Currently, the VR applications became more commercial and are available for the majority due to low costs and practical use. In the next decade, most of the population will probably never have their motion capturing system allowing a reliable visualization of the WB. Instead, other hardware components tracking one’s body could solve the problem of private learning sessions accompanied with WB such as HTC Vive Tracker (HTC Corporation, Taiwan) allowing to visualize single body parts or objects. Further questions arise regarding how important it is to visualize the WB for motor learning or which body parts have to be prioritized. Concerning the practical use, the controllers are often used for visualization of the forearms for helping the participant to orientate themselves in VR scenes or to interact with objects (Lougiakis et al. 2020). The VR use during a new skill acquisition could accelerate and support the learning process and automatically help the participants get used to it. Besides integrating VR additionally into the training, the importance of standalone training is increased associated due to rising stress levels and other daily charges (Pan et al. 2012). In this context, video-based training could also be helpful to enable motor learning compared to VR (Yu et al. 2020), but which of these methods is the more effective could not be answered yet sufficiently. Both forms can be used as an additional training tool that amplifies the possibility of motor learning for private uses. People are often reluctant to participate in new sports because they feel insecure comparing their performances with those with intermediate skills. To accelerate learning progress or clean out individual mistakes, VR can generate additional and individualized feedback that supports motor learning (Thurlings et al. 2013).

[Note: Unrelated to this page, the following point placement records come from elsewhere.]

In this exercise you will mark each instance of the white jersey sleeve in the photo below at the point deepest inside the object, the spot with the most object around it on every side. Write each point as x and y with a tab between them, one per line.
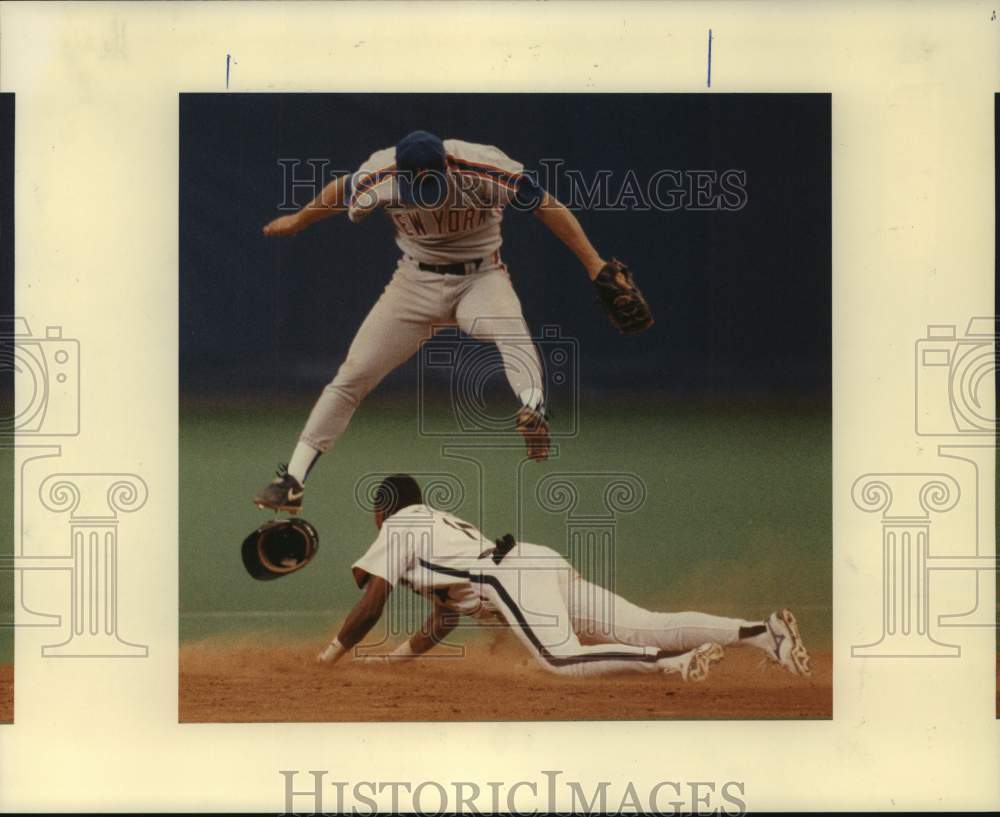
389	558
372	184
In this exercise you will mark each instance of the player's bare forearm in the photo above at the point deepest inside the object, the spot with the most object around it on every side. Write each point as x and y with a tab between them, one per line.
331	199
554	215
436	628
359	622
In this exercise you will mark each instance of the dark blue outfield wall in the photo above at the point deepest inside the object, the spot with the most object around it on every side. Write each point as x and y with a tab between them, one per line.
721	203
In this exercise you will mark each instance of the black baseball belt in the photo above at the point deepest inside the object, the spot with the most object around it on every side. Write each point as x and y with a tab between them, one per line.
457	268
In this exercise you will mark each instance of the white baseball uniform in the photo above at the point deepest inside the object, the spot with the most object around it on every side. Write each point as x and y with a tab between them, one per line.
547	604
464	229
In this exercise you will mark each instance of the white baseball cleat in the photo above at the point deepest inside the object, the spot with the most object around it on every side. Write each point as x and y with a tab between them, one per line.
788	649
695	664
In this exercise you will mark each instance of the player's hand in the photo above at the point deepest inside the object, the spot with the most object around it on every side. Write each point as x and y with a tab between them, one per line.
284	225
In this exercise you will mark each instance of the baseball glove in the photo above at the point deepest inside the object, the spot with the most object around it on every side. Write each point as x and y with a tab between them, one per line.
279	547
621	298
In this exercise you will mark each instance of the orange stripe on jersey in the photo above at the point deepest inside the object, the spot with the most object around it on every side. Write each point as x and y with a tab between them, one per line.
374	178
505	178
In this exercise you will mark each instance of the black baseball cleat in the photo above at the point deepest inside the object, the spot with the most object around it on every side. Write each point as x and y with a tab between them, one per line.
534	427
283	493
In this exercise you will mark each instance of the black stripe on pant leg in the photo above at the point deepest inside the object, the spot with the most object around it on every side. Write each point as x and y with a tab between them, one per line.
554	660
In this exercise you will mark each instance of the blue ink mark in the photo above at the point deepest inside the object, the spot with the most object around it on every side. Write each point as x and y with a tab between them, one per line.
710	58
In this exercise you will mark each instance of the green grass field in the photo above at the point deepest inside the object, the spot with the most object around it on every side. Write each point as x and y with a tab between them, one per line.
737	518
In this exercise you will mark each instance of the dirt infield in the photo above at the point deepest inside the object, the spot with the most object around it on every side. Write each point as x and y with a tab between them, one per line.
6	693
493	682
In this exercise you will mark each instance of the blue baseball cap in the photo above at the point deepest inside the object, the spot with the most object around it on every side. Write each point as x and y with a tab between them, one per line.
420	153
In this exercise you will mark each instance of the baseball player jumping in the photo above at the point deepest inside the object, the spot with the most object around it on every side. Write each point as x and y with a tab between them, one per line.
446	200
570	626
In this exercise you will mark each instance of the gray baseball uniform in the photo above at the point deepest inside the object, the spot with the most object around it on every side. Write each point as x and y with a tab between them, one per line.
465	230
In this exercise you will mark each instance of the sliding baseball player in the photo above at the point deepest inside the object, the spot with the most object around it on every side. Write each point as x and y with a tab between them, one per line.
446	200
569	625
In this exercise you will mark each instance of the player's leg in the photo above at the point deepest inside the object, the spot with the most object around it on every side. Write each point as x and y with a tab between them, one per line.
526	593
390	334
602	617
489	309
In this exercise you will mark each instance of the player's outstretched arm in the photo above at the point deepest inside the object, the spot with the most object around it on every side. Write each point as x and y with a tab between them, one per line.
363	616
564	224
331	199
440	622
435	629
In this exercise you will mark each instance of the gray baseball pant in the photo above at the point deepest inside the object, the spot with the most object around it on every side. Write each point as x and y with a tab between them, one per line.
483	305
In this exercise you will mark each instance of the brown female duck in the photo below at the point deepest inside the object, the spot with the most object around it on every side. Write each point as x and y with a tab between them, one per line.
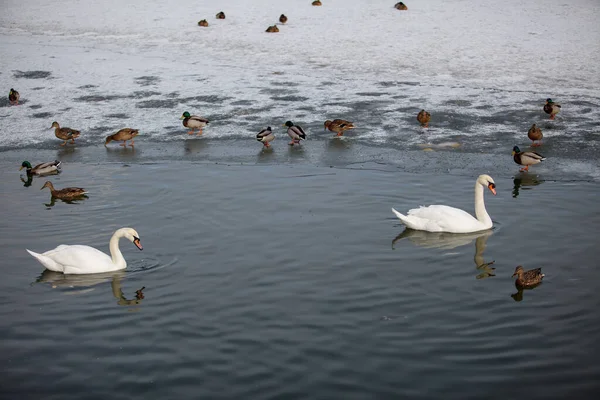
123	135
13	97
424	117
535	134
65	134
526	158
338	126
526	279
66	193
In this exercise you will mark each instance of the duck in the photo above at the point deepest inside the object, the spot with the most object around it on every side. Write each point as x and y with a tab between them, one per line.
526	158
440	218
66	193
338	126
526	279
65	134
423	117
535	134
295	132
551	108
50	167
193	122
265	136
124	135
13	97
80	259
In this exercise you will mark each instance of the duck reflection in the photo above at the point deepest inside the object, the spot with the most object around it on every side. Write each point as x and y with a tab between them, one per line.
524	180
68	201
59	280
447	241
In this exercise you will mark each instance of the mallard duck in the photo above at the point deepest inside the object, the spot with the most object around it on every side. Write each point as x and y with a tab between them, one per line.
423	117
528	278
193	122
13	96
551	108
526	158
65	133
265	136
338	126
41	169
295	132
124	135
534	133
66	193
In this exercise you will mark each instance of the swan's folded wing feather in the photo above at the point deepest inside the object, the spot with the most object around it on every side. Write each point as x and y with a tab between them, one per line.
446	219
75	255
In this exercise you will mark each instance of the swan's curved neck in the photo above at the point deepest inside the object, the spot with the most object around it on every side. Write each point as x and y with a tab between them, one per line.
115	252
480	211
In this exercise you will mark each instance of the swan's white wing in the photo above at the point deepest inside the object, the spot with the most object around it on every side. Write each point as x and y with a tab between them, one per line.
440	218
74	257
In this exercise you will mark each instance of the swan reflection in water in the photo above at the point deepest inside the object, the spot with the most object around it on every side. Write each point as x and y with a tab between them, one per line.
447	241
60	280
523	180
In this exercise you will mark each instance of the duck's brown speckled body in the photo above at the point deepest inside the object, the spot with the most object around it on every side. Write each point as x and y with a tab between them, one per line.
527	279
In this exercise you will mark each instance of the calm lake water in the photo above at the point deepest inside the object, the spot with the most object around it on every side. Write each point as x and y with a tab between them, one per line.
280	281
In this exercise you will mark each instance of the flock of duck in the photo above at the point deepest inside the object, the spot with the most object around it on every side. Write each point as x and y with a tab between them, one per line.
79	259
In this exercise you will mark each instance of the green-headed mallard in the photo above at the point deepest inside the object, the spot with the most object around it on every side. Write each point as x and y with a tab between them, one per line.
338	126
65	134
66	193
123	135
295	132
193	122
265	136
528	278
13	96
51	167
423	117
534	133
526	158
551	108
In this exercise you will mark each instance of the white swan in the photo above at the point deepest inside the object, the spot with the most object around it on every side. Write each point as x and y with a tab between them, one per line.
437	218
79	259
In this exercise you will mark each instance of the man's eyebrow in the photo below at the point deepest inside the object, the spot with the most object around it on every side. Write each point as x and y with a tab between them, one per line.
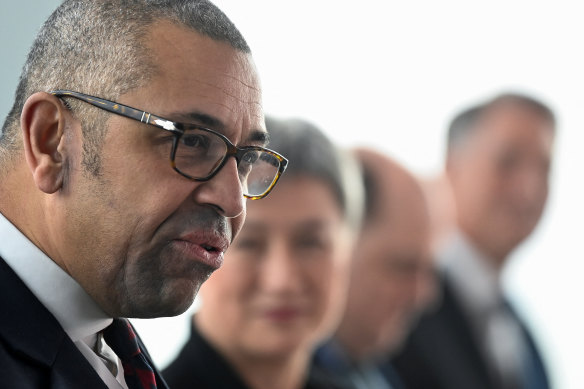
256	137
198	118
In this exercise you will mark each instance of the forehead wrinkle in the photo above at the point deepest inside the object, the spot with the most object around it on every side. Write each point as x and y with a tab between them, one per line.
228	91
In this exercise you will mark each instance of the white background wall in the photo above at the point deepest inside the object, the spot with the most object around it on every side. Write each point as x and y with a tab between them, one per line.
391	74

Previous research has examined the use of VR application for motor learning and different kind of sports have been considered, such as golf (Harris et al. 2020) or squat training (Hülsmann et al. 2019). In the current study, a sport-specific technique related to combat sports has been chosen to be tested. The Soto Uke in Zenkutsu Dachi is a defensive technique from karate kumite and is a complex movement for a beginner or someone without martial arts experience. We chose this movement to test whether VR or videos can be used as a practical learning tool in acquiring skills, since the majority did not collect any experience (except the combats sports athletes). Furthermore, the movement does not require any jumps or fast rotations that could be harmed by the technical hardware components (weight of the HMD).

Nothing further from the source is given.